TLDR you might be interested in the rust-based scheduler one of the Canonical Devs released as a PoC. Seemed to be designed similar to your needs of keeping the system (particularly games) responsive even whilst running heavy tasks like kernel compilations. You can swap out schedulers at run time on Linux iirc?
My work windoz machine clogged up quite much recompiling large projects (GB s of C/C++ code), so I set it to use 19/20 "cores". Worked okayish but was not some snappy experience IMO (64GB RAM & SSD).
Actually, I've experienced the opposite. I find Windows lagging much more often than Linux when compiling something, especially since Linux switched to the EEVDF scheduler. The most important factor that influences lag on both systems seems to be the power profile though. If I set my power profile to save battery, the system lags from time to time but if I set it to performance it basically never happens (on GNOME you can change that in the quick menu, not sure about KDE). It might be that your Windows is simply tuned more towards performance by default at the cost of higher power consumption.
EDIT: Tried nice -n +19, still lags my other programs.
yea, this is wrong way of doing things. You should have better results with CPU-pinning. Increasing priority for YOUR threads that interact all the time with disk io, memory caches and display IO is the wrong end of the stick. You still need to display compilation progress, warnings, access IO.
There's no way of knowing why your system is so slow without profiling it first. Taking any advice from here or elsewhere without telling us first what your machine is doing is missing the point. You need to find out what the problem is and report it at the source.
Hmm, I can't say that I've ever noticed this. I have a 3950x 16-core CPU and I often do video re-encoding with ffmpeg on all cores, and occasionally compile software on all cores too. I don't notice it in the GUI's responsiveness at all.
Are you absolutely sure it's not I/O related? A compile is usually doing a lot of random IO as well. What kind of drive are you running this on? Is it the same drive as your home directory is on?
Way back when I still had a much weaker 4-core CPU I had issues with window and mouse lagging when running certain heavy jobs as well, and it turned out that using ionice helped me a lot more than using nice.
I also remember that fairly recently there was a KDE/plasma stutter bug due to it reading from ~/.cache constantly. Brodie Robertson talked about it: https://www.youtube.com/watch?v=sCoioLCT5_o
Yeah I think the philosophy of Linux is to not assume what you are going to be use it for. Why should Linux know where your priorities are better than you?
Some people want to run their rustc, ffmpeg or whatever intensive program and don't mind getting a coffee while that happens, or it's running on a non-user facing server anyway, to ensure that the process happens as soon as technically possible. Mind you that your case is not an "average usecase" either, not everyone is a developer that does compilation tasks.
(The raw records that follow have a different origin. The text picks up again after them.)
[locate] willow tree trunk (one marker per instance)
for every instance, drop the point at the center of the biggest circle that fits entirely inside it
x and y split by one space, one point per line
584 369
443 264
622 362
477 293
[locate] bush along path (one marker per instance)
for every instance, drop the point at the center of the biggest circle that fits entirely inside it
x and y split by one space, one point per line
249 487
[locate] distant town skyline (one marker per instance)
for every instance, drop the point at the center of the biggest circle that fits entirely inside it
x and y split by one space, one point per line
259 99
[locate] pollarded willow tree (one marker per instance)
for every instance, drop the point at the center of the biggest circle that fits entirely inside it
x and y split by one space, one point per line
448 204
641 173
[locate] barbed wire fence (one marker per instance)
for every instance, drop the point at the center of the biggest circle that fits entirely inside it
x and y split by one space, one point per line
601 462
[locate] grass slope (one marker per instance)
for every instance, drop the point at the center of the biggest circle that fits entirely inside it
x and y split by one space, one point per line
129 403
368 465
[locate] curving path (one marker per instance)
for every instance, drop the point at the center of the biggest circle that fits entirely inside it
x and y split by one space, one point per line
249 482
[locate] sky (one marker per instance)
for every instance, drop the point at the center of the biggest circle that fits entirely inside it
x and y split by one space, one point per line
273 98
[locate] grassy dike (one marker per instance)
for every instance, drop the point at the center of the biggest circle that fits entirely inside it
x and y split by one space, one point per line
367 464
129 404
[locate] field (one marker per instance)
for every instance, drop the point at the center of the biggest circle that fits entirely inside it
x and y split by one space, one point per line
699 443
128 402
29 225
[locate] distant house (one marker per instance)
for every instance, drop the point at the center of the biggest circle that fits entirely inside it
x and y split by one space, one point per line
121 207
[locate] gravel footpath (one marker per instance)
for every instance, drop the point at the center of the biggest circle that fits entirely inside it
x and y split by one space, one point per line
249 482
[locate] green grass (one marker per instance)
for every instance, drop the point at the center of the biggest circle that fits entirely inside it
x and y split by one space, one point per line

So you've got a point that the defaults could be improved for the desktop software developer user or somehow made more easily configurable. As suggested downthread, try the nice command, an optimized scheduler or kernel, or pick a distribution equipped with that kind of kernel by default. The beauty of Linux is that there are many ways to solve a problem, and with varying levels of effort you can get things to pretty much exactly where you want them, rather than some crowdpleasing default.
It sounds like the issue is that the Rust compiler uses 100% of your CPU capacity. Is there any command line option for it that throttles the amount of cpu it will use? This doesn't sound like an issue that you should be tackling at the OS level. Maybe you could wrap the compiler in a docker container and use resource constraints?